Members of the European Parliament (MEPs) have amended a European Commission proposal on approval times for new renewables projects. Approvals will be shortened from 12 months to nine for projects in so-called “renewable acceleration areas.”
The European Parliament has approved a draft law to simplify renewable energy approvals for new projects or to adapt existing ones. The vote was 407 in favor and 34 against, with 181 abstentions.
MEPs said the maximum period for the approval of new installations will be shortened from 12 months to nine if projects are located in renewable acceleration areas. Outside of such areas, procedures should not take more than 18 months, according to the MEPs. They also said that permits should be granted within six months for capacity upgrades to existing plants. The provisions are expected to go into force in 2023.

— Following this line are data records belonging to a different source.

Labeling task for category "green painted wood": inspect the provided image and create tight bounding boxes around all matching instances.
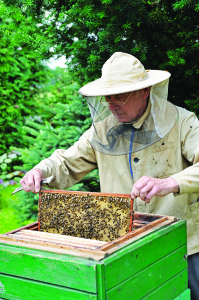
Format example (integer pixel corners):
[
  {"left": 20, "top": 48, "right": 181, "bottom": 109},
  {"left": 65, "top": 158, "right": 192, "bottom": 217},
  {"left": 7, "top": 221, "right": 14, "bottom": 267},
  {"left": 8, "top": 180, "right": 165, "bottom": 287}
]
[
  {"left": 107, "top": 245, "right": 187, "bottom": 300},
  {"left": 0, "top": 274, "right": 97, "bottom": 300},
  {"left": 0, "top": 244, "right": 97, "bottom": 293},
  {"left": 96, "top": 263, "right": 106, "bottom": 300},
  {"left": 104, "top": 221, "right": 187, "bottom": 290},
  {"left": 174, "top": 289, "right": 191, "bottom": 300},
  {"left": 141, "top": 269, "right": 188, "bottom": 300}
]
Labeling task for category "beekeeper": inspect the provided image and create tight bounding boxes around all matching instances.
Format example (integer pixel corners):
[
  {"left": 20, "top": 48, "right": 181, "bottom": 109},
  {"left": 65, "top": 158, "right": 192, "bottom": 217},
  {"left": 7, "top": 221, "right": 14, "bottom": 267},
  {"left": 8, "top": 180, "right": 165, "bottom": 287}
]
[{"left": 21, "top": 52, "right": 199, "bottom": 299}]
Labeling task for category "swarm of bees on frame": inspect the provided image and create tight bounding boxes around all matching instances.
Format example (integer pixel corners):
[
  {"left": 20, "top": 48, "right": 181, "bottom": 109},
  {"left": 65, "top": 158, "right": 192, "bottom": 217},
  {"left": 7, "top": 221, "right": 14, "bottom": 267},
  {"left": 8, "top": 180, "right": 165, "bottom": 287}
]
[{"left": 38, "top": 192, "right": 131, "bottom": 242}]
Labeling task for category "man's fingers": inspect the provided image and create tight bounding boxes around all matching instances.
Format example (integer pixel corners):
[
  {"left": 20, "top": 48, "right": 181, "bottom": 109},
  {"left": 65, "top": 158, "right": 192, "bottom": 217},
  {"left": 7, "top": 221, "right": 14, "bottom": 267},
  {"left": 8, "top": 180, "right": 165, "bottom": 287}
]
[{"left": 20, "top": 169, "right": 44, "bottom": 193}]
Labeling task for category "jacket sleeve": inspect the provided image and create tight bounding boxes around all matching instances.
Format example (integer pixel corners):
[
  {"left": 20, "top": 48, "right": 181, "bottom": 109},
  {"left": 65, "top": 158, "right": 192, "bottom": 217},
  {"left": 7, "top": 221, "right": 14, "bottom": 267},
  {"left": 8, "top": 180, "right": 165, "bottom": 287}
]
[
  {"left": 34, "top": 129, "right": 97, "bottom": 189},
  {"left": 171, "top": 110, "right": 199, "bottom": 194}
]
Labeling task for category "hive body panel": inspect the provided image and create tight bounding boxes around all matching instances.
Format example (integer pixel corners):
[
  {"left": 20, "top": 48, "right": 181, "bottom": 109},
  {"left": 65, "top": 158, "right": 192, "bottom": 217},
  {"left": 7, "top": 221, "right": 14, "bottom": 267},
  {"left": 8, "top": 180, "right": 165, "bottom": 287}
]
[{"left": 0, "top": 194, "right": 190, "bottom": 300}]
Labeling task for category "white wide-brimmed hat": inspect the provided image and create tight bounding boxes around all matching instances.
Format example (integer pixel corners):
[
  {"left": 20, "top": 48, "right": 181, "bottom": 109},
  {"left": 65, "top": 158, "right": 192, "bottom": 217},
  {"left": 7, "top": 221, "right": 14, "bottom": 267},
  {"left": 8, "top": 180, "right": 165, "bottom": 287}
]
[{"left": 79, "top": 52, "right": 171, "bottom": 96}]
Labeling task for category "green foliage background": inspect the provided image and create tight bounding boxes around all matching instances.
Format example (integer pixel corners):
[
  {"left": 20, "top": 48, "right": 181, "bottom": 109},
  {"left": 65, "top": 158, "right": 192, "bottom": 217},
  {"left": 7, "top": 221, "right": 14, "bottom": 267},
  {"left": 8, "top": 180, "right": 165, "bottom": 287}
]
[{"left": 0, "top": 0, "right": 199, "bottom": 232}]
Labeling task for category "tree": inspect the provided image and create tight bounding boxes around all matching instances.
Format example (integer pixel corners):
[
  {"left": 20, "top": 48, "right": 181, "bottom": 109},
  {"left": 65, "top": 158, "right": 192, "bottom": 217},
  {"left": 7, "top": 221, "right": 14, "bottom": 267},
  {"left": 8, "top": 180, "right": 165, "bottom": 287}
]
[
  {"left": 0, "top": 2, "right": 52, "bottom": 154},
  {"left": 5, "top": 0, "right": 199, "bottom": 114}
]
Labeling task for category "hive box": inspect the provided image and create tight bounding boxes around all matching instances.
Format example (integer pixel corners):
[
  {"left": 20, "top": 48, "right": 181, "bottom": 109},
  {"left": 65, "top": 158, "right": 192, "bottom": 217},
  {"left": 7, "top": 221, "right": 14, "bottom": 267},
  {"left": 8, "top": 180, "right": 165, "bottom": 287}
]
[{"left": 0, "top": 191, "right": 190, "bottom": 300}]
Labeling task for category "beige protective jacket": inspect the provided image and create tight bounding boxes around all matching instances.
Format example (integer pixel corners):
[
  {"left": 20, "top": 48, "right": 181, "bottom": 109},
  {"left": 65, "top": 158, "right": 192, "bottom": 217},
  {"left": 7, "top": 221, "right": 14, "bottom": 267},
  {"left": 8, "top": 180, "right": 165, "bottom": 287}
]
[{"left": 35, "top": 103, "right": 199, "bottom": 255}]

When designating renewable acceleration zones, member states should try to avoid or reduce negative environmental impacts. Parks and nature reserves, as well as migratory routes for birds and marine mammals, cannot be classified as renewable acceleration zones. MEPs have also established provisions to ensure public consultations before choosing project sites.
In addition, the new rules include an obligation for EU countries to ensure that permits to install solar on buildings are issued within three months. For renewable energy installations below 50 kW, notification should suffice. The amendments also state that permitting procedures for storage projects that are co-located with solar should also be expedited, without stating a specific time period.